As graduates gathered at the high school before taking the bus ride to the theater class president Melina Dezhbod, who has been class president for all four years of her high school career, said the Class of 2013 had both bad luck and good luck. However, the good luck outweighed the bad.
“I don’t know if you heard about us, but we’re the lucky 13,” Dezhbod said.
As she was preparing to close the book on her Naugatuck education, Dezhbod had some advice for those who will be returning to school in the fall in the borough.
“Even when things get tough never give up, because you’ll always make it to the top as long as you stick together and work hard,” Dezhbod said.
For the graduating seniors, their time spent at Naugatuck High provided opportunities in and out of the classroom.
“It was really overall a good school,” graduate Brandon Shemanski said.
Shemanski, who will attend Valley Forge Military Academy, was also part of the Reserve Officers’ Training Corps at the high school.
“The ROTC helped me out a lot.

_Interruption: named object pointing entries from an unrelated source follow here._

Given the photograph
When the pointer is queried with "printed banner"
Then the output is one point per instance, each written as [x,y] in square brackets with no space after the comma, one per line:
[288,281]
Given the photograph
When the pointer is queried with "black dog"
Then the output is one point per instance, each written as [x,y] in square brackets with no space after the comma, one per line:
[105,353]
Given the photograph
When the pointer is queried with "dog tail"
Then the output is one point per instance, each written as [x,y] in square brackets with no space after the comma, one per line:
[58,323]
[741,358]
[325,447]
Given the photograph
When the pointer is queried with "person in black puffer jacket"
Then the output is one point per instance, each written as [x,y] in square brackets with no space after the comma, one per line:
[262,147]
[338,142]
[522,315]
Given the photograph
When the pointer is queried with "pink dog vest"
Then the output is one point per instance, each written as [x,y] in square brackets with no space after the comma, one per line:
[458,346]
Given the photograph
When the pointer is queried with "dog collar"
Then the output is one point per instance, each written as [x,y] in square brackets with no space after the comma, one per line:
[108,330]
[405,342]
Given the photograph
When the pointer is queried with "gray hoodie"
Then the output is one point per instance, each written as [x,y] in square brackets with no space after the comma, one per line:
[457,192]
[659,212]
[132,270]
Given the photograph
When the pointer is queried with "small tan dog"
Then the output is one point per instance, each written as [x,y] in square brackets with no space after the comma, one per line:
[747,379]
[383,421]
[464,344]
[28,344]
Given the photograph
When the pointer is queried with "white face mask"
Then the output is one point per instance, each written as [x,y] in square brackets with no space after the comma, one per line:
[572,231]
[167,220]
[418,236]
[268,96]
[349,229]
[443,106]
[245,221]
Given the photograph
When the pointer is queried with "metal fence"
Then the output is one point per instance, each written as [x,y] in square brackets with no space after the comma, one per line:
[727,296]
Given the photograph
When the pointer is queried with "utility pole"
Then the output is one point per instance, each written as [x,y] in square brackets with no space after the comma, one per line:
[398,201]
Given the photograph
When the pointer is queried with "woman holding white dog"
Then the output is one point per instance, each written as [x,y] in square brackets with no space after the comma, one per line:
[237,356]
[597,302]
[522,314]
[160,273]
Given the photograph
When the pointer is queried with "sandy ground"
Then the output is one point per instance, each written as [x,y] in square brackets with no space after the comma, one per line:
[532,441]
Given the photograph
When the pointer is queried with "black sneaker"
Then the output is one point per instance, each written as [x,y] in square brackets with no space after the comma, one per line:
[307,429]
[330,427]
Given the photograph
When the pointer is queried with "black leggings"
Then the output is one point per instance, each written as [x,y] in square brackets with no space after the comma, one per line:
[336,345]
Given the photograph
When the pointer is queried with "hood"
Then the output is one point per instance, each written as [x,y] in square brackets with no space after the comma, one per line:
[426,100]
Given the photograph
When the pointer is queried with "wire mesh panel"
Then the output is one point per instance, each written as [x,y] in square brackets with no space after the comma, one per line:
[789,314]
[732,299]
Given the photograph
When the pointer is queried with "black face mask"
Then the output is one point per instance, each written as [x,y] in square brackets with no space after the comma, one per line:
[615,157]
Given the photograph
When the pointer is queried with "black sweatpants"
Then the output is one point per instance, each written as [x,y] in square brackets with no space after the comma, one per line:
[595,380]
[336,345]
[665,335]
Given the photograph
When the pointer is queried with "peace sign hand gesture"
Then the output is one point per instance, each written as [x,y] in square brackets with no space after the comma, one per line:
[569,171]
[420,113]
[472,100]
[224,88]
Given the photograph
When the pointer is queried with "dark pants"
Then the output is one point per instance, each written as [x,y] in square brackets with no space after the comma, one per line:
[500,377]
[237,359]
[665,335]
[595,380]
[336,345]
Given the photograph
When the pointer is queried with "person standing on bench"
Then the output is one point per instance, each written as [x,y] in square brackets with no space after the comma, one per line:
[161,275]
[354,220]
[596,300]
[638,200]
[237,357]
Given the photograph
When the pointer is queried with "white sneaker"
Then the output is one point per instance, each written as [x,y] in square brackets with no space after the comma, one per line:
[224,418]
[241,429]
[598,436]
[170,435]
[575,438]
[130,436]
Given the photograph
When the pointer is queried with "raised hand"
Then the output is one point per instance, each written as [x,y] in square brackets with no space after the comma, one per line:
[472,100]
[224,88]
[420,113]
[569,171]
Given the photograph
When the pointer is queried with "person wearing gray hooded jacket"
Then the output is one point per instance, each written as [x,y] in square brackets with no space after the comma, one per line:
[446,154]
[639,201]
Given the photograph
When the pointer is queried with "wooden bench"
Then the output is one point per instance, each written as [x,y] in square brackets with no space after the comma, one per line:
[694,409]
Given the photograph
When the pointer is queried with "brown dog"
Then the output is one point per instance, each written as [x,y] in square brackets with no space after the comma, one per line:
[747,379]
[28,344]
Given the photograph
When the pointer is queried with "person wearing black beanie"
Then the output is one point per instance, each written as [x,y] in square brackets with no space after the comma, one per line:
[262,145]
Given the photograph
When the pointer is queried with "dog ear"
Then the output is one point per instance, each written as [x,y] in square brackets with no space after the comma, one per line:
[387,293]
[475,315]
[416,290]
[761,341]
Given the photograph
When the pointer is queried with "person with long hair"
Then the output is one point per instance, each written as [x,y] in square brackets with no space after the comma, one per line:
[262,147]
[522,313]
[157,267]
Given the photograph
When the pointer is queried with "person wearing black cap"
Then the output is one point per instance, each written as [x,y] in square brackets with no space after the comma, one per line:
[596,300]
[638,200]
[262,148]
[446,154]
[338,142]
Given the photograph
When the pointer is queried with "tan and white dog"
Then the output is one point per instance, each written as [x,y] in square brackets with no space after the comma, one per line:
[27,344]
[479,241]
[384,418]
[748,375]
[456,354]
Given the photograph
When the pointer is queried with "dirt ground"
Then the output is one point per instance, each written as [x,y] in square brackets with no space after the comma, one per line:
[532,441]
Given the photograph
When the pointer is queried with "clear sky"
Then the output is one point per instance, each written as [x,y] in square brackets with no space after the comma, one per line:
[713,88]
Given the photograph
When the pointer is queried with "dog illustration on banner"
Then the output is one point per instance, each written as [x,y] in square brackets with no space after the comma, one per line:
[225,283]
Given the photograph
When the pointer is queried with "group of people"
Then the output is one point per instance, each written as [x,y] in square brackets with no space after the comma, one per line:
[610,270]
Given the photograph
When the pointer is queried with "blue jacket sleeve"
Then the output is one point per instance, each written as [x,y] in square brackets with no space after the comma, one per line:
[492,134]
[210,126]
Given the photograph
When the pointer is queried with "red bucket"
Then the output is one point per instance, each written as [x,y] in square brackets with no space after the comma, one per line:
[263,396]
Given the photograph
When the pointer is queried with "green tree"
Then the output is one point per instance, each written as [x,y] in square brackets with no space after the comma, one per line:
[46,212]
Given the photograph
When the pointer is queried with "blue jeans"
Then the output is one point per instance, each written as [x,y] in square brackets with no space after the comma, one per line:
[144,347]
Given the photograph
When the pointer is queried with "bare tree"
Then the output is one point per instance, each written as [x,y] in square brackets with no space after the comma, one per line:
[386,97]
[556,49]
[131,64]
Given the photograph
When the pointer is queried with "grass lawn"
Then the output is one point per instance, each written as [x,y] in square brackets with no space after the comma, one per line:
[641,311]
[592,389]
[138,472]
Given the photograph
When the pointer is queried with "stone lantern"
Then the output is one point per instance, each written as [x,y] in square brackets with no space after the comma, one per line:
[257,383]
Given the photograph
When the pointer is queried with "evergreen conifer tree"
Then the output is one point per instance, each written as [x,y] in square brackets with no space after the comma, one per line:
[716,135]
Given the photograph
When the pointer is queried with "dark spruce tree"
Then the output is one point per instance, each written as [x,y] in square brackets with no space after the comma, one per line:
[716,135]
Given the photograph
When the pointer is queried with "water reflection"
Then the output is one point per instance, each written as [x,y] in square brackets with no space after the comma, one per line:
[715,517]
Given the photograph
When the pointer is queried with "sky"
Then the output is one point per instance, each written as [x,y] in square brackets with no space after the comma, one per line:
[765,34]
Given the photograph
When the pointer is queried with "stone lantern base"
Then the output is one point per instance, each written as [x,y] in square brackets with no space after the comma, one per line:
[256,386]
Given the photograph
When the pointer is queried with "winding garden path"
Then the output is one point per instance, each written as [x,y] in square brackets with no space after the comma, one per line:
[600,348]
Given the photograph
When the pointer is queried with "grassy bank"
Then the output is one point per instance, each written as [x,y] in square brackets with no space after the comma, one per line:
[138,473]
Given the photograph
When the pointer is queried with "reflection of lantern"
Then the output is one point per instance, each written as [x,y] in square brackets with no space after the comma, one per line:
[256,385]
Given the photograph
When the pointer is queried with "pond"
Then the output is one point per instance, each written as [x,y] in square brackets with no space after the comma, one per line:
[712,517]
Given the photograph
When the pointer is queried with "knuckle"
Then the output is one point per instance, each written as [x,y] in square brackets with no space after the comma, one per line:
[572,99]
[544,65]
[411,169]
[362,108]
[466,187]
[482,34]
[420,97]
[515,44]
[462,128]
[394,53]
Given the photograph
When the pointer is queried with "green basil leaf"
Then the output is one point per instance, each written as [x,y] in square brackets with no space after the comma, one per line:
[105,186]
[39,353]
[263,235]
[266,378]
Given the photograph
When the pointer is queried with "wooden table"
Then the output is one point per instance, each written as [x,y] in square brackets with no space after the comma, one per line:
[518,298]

They got me to learn more discipline skills because before I used to be kind of a troublemaker. They got me more into citizen work so now, I sometimes help out at the soup kitchen and stuff like that,” Shemanski said.
Shemanski isn’t the only graduate with plans to join the military.
Dan Toomey left for basic training with the U.S. Army the day after graduation.
On Monday night, Toomey said he decided to join the U.S. Army because his family has a history of service in the armed forces.
“My grandfather was in the army during World War II, plus there’s a lot of family history. I’m able to serve my country. I’m mentally and physically able of surpassing the standards,” Toomey said.
For other graduates, such as Scott Sill, a high school education included time within the school as well as on the field.
Sill played baseball and was on the swimming team during his years at Naugatuck High.
“Sports have given me a lot of leadership skill on the field and off,” Sill said. “It gives you a taste of what’s going to be coming once you’re out of here, and that’s something you couldn’t ask more of.”
Sill will attend Post University this fall where he will play baseball and work towards a degree in sports management.
Valedictorian Michael Martins wrapped up the speeches for the evening on the theater’s stage. Martins told his fellow graduates the only thing that can stop them is their own fear.
“We are all capable of doing anything we put our minds to, as long as we don’t let fear stand in our way,” Martins said.